Economic easing since 1979 has not led to the democratization of China as some had hoped. Market authoritarianism, which Beijing tries to present to the world as a success in all areas — including the fight against COVID-19 — has become deeply entrenched under the autocracy of Xi Jinping.

China presents itself as resolute and desirous of historic reaffirmation in the current standoff with the United States. Washington, for its part, appears to be without leadership and with an extremely compromised economic situation.
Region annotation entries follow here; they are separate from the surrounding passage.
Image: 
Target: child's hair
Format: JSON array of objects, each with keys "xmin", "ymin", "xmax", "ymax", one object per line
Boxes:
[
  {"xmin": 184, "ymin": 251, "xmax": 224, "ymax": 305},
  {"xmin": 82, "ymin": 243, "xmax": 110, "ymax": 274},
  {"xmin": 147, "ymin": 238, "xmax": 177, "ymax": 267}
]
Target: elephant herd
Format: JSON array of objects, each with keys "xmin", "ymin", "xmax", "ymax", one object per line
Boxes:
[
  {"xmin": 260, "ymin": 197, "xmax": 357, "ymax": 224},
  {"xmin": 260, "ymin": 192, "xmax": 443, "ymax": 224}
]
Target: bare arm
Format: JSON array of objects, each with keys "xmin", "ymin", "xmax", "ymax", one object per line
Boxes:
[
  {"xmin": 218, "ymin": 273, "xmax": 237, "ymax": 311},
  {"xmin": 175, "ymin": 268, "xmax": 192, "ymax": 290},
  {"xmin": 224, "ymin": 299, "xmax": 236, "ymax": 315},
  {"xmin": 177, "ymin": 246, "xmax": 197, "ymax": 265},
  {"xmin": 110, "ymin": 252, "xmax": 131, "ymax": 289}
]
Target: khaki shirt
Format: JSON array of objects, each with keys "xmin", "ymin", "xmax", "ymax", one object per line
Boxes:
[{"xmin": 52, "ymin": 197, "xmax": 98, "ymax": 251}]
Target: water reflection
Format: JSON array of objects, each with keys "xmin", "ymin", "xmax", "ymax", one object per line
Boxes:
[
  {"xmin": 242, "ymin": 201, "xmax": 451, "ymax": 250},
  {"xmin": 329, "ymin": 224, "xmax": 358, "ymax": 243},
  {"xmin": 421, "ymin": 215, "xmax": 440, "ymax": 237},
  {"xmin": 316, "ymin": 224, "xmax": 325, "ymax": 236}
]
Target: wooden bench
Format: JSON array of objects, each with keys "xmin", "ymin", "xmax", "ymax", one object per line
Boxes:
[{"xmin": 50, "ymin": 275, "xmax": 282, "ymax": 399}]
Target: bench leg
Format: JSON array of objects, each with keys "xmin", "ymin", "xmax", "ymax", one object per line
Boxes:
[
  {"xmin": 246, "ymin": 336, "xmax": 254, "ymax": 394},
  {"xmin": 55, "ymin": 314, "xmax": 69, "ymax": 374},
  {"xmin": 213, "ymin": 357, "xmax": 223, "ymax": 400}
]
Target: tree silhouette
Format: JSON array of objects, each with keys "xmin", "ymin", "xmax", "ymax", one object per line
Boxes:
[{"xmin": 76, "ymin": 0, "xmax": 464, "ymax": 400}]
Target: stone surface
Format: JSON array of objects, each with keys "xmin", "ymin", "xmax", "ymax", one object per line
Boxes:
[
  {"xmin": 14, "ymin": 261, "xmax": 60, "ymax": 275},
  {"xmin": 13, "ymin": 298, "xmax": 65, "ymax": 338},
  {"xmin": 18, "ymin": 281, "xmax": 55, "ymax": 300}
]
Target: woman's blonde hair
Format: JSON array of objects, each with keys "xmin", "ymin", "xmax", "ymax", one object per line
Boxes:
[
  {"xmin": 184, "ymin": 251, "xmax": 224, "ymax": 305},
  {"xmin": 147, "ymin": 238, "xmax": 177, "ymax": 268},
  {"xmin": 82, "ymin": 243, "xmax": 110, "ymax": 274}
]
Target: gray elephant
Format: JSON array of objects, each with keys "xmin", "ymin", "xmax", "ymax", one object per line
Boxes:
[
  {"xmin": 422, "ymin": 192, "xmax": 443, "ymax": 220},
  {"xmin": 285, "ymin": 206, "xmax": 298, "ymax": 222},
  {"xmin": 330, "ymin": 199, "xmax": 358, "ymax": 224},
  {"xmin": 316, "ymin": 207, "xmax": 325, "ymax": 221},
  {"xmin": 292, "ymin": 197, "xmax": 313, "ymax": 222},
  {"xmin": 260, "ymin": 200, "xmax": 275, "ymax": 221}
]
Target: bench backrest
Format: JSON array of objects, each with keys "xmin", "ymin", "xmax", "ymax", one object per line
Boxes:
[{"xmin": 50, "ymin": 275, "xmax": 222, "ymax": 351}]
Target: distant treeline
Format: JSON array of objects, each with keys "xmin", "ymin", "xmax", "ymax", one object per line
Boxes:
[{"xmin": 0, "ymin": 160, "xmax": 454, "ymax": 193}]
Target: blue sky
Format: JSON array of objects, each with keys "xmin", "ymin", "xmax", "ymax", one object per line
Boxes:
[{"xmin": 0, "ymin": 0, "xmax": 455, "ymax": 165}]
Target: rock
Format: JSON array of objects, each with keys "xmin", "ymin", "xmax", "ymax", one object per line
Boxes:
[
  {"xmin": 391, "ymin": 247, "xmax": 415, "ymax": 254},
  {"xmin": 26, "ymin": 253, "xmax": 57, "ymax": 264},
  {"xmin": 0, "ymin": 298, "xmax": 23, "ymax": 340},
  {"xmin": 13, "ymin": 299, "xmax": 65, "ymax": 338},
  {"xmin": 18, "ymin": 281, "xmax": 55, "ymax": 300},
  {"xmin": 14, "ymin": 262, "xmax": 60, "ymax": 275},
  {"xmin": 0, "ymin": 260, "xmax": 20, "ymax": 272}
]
In 2017, in the middle of this rivalry, the Panamanian government made a bad decision. It would have been better to stay as we were: in a profitable trade relationship in which the Chinese merchant fleet used our canal and redistributed Chinese products from our territory throughout the region. Chinese investment, possible in a trading system of this kind, is advantageous as long as it isn’t linked with political meddling or acts of corruption.

Closer relations were not expedient, as has become obvious, but the previous government sold us for 30 silver coins – or $143 million, according to leaks from a cellphone – and an opening up of the market which has seemingly only benefited Ron Abuelo rum. And so we find ourselves in a dispute that will only escalate as the pandemic evolves.